Schützen Escaper-Gene Frauenherzen?
„Im ersten Schritt wollen wir eine Landkarte der Escaper-Gene erstellen. Und zwar für alle Organe, aber insbesondere für das Herz und auch für die Aorta“, erklärt Andergassen. „Beim Herzen kartieren wir sogar die Einzelzellebene, denn das Escaping ist zelltypspezifisch.“ Seine Hoffnung: „Wenn wir die Funktionen aller Escaper-Gene kennen und sich herausstellt, dass darunter wichtige Regulatoren mit kardioprotektiven Eigenschaften sind, hätte das bei Frauen natürlich einen doppelt so großen Effekt – und wir hätten eventuell vielversprechende therapeutische Kandidaten, welche für beide Geschlechter eingesetzt werden können.“

Wäre es also möglich, Escaper-Gene bei Männern künstlich hochzuregulieren und damit die gleiche Dosis wie bei Frauen zu erzeugen, um dadurch einen besseren Schutz vor Herzinfarkt zu haben? Das möchte Andergassen im Mausmodell überprüfen. Sein neuer Arbeitsplatz in München, das Institut für Pharmakologie und Toxikologie der TUM, bietet dafür die passenden molekularbiologischen Techniken.

Zuletzt forschte Andergassen in Boston am Harvard Stem Cell Institute.

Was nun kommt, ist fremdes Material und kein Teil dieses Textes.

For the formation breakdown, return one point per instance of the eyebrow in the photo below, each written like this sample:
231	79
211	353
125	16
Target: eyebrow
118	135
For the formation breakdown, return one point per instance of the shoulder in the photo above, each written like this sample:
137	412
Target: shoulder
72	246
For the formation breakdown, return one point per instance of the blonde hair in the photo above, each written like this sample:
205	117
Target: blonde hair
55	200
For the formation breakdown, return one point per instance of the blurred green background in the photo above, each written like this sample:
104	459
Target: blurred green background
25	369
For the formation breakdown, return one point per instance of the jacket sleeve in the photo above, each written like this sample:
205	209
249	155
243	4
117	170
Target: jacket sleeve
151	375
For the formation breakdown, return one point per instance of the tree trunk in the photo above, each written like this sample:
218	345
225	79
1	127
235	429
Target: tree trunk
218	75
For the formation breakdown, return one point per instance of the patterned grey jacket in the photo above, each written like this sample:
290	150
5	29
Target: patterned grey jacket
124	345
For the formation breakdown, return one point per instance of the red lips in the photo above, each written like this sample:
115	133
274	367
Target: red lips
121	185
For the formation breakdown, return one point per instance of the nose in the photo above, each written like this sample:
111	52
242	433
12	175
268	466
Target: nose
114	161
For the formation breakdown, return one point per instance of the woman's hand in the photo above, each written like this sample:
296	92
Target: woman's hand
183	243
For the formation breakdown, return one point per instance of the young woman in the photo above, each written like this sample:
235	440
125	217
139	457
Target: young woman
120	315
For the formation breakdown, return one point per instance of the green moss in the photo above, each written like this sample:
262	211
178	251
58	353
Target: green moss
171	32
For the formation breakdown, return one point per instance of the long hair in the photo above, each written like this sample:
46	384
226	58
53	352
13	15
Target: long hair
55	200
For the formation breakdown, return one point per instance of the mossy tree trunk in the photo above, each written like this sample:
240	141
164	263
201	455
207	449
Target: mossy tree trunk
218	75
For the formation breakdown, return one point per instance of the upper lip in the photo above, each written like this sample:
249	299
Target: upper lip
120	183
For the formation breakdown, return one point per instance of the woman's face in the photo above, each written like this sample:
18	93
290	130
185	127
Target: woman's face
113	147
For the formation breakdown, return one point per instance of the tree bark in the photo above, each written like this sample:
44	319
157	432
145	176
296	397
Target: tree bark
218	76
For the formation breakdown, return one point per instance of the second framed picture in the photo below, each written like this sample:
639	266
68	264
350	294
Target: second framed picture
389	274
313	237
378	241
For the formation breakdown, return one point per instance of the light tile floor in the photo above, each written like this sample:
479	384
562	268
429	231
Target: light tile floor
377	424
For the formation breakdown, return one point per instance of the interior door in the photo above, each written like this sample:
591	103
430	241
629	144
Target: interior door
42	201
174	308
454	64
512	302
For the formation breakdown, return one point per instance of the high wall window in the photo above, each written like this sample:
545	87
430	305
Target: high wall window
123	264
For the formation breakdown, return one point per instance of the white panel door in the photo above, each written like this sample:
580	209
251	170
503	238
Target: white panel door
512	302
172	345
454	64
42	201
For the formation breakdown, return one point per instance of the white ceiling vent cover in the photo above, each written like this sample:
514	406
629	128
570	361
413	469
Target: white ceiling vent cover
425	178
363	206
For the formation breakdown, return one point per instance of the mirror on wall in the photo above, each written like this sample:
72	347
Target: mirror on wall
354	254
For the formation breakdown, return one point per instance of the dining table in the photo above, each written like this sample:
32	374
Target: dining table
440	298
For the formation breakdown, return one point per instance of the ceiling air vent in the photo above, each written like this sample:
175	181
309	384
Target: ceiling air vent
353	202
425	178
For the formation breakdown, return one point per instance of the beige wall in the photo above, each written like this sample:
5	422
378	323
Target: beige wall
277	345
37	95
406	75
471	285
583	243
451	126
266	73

Und er kennt sich mit Epigenetik aus, also der Frage, ob und wie Gene abgelesen werden. Denn Gene steuern nicht nur, sie werden auch gesteuert und können an- und ausgeschaltet werden: so wie die Gene auf dem „stummen“ X-Chromosom.

Wieder „angeknipstes“ X-Chromosom könnte bei älteren Frauen Schutzmechanismus aushebeln
So könnte es während des Alterns oder nach einem Herzinfarkt dazu kommen, dass Gene auf dem inaktiven X-Chromosom reaktiviert werden. Das ist ein weiterer Punkt, der Andergassen interessiert: Könnte das „Anknipsen“ des gesamten X-Chromosoms bei älteren Frauen etwas damit zu tun haben, dass sie nicht mehr so gut vor Herz-Kreislauf-Erkrankungen geschützt sind? Denn verändert sich durch das „angeknipste“ X-Chromosom die Zusammensetzung der Escaper-Gene, könnte das ein erhöhtes Risiko für Erkrankungen zur Folge haben. Das, so Andergassen, wäre eine alternative Erklärung zum bisherigen Hormonmodell, das besagt, dass Frauen vor der Menopause geschützter sind als nach der Menopause.

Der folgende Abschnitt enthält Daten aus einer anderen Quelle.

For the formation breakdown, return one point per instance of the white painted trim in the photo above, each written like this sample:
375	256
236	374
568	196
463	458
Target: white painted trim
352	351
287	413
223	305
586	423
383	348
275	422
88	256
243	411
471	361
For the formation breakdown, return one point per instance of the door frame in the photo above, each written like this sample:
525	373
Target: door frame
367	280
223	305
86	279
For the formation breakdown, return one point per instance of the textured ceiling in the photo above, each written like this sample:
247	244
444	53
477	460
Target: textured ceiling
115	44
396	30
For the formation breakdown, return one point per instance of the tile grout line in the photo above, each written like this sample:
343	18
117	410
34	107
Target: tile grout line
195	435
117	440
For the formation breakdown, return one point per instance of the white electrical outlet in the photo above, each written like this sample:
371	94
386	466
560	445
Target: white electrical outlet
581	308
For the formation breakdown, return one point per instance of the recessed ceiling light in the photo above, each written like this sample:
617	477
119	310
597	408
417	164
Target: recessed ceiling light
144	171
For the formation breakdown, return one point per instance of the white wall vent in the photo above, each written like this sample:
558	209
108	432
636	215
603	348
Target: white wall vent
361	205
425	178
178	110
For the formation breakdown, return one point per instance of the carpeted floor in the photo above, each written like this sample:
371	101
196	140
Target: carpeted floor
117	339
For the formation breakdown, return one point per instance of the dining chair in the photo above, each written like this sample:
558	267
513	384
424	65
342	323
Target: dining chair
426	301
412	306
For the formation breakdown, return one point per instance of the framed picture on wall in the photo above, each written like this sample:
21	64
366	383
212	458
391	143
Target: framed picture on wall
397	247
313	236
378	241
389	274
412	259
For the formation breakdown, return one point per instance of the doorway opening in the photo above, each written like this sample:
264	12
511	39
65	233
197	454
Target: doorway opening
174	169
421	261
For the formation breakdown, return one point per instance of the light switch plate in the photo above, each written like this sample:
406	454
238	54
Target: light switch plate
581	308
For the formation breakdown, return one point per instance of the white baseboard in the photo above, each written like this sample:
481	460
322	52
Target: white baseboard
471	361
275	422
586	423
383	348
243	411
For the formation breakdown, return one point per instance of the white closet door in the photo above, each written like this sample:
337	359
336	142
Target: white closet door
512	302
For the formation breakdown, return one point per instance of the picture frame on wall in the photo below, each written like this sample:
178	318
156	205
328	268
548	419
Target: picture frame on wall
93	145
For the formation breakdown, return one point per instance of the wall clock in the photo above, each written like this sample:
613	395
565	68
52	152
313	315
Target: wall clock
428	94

Andergassen bringt reichlich Erfahrung aus der Bioinformatik und der allel-spezifischen Sequenzierung mit – eine Methode, die nur wenige Labore beherrschen, die für die Identifizierung der Escaper-Gene aber unerlässlich ist. Mit seiner Nachwuchsgruppe besetzt er bewusst eine Nische: „Wir kombinieren Grundlagenforschung mit einem Krankheitsmodell und nutzen dabei experimentelle Ansätze, die rechnerische Lösungen erfordern.“

(Deutsches Zentrum für Herz-Kreislauf-Forschung e.V.)